Look, I've killed more plants than I care to admit. It’s part of the process, right? My biggest mistakes with nasturtiums in wicking beds have always revolved around these two things:

  1. Not enough light: I mentioned this before, but it bears repeating. Nasturtiums reach for the sun. If they don't get it, they'll grow long, spindly stems and produce maybe one anemic flower for your troubles. Give them sunlight. Period.
  2. Forgetting the reservoir: The whole point of a wicking bed is consistent moisture. If your reservoir runs dry for too long, the wicking action stops, and your plants get stressed. You'll notice wilted leaves quickly. It's not the end of the world if it happens once, but make a habit of checking it every few days. I found setting a phone reminder really helps for those self-watering pots.

Little Things That Make a Big Difference

  • Pinching: If you want bushier plants and more flowers, occasionally pinch back the growing tips when the plant is young. This encourages side branching.
  • Pest Patrol: Nasturtiums can be aphid magnets. It's almost like they volunteer as tribute. Check the undersides of the leaves regularly. If you see them, a strong spray of water (outside, obviously!) or a gentle organic insecticidal soap can get rid of them. Companion planting with other strong-smelling herbs can also help deter them.
  • Pruning for Production: Don't be afraid to snip off leaves and flowers for eating. This actually encourages the plant to produce more, keeping it productive and neat.
  • Fertilizer, not over-fertilizer: While they appreciate a boost, too much nitrogen will give you lush foliage at the expense of flowers. Use a balanced organic fertilizer, and maybe even one slightly richer in phosphorus and potassium once flowering begins. Cornell Extension has some great general advice on fertilizing annuals if you want to dig deeper.

When to Harvest and What to Expect

The beauty of nasturtiums is that you can start harvesting pretty early! Once the leaves are a decent size (say, a couple of inches across), you can snip them off and use them. They have that wonderful peppery kick, almost like watercress.

The flowers usually appear around 6-8 weeks after planting, sometimes a bit longer depending on light and variety. Harvest them when they're fully open but still fresh and vibrant. Just snip them right at the base of the stem.

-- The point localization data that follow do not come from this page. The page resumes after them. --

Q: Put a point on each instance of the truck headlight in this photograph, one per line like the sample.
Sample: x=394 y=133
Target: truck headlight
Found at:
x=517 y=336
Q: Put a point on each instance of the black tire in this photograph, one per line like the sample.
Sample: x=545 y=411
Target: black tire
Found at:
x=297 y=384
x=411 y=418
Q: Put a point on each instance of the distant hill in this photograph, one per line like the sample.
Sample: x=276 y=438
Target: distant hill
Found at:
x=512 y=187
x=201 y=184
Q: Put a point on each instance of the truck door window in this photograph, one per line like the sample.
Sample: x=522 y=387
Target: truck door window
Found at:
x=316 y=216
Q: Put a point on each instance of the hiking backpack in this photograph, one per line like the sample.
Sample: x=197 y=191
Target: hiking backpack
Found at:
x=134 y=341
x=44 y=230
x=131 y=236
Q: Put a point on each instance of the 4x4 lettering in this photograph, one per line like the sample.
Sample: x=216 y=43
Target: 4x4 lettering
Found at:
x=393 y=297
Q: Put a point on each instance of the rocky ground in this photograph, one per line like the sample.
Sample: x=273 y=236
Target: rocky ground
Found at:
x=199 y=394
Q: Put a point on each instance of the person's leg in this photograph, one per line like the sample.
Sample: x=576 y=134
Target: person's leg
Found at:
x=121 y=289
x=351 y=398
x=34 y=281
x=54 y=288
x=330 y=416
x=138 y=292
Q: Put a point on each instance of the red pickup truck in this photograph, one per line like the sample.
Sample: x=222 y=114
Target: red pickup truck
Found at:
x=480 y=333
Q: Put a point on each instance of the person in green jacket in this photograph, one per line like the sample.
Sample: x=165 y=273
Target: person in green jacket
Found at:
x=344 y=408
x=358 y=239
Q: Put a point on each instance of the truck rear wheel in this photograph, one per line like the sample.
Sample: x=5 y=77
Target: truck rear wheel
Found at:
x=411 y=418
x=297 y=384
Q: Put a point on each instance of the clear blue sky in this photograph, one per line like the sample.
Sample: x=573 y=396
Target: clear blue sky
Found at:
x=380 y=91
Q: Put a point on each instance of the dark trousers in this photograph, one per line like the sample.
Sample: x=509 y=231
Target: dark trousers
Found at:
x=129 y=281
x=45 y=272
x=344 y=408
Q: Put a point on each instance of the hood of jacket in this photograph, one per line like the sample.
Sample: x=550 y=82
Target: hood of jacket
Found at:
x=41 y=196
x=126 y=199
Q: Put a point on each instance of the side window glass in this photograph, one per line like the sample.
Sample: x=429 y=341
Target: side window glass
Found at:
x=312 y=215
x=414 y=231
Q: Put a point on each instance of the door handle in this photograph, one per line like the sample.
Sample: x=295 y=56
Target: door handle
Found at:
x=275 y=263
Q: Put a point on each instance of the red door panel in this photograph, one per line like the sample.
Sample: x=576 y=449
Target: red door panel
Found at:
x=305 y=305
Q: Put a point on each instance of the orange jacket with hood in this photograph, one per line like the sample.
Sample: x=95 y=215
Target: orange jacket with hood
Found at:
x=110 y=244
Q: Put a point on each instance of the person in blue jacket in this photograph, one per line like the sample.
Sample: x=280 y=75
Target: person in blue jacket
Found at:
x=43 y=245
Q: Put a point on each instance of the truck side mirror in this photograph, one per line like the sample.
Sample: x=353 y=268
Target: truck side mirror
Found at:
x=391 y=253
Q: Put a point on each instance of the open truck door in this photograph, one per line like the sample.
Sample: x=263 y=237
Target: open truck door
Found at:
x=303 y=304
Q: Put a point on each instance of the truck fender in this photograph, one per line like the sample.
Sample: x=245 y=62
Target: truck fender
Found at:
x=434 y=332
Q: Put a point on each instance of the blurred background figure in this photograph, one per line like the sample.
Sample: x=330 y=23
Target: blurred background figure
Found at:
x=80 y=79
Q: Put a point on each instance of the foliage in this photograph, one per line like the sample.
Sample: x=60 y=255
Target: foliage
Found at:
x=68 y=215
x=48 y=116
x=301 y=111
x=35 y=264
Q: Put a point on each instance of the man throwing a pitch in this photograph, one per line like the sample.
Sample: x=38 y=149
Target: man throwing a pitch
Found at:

You can also harvest the green seed pods. These are fantastic pickled – tastes a bit like capers! You'll typically find these after the flowers have faded. Just let a few flowers go to seed if you want to try this.

Your organic nasturtium wicking bed pot should keep producing leaves and flowers for months if you keep harvesting. I’ve had plants go from early spring all the way into the first hard frost in Portland, just continually giving. It’s incredibly satisfying. And if you're like me and travel sometimes, the self-watering aspect means you can potentially leave them for a week or two without worrying too much. (Though if you’re planning a longer trip, you might want to look at my guide to a "30-day no-water self-watering bottle system" for extra peace of mind!)

Trust me on this one, growing organic nasturtiums in a wicking bed is one of the easiest ways to get beautiful, edible blooms in your urban garden. Give it a shot!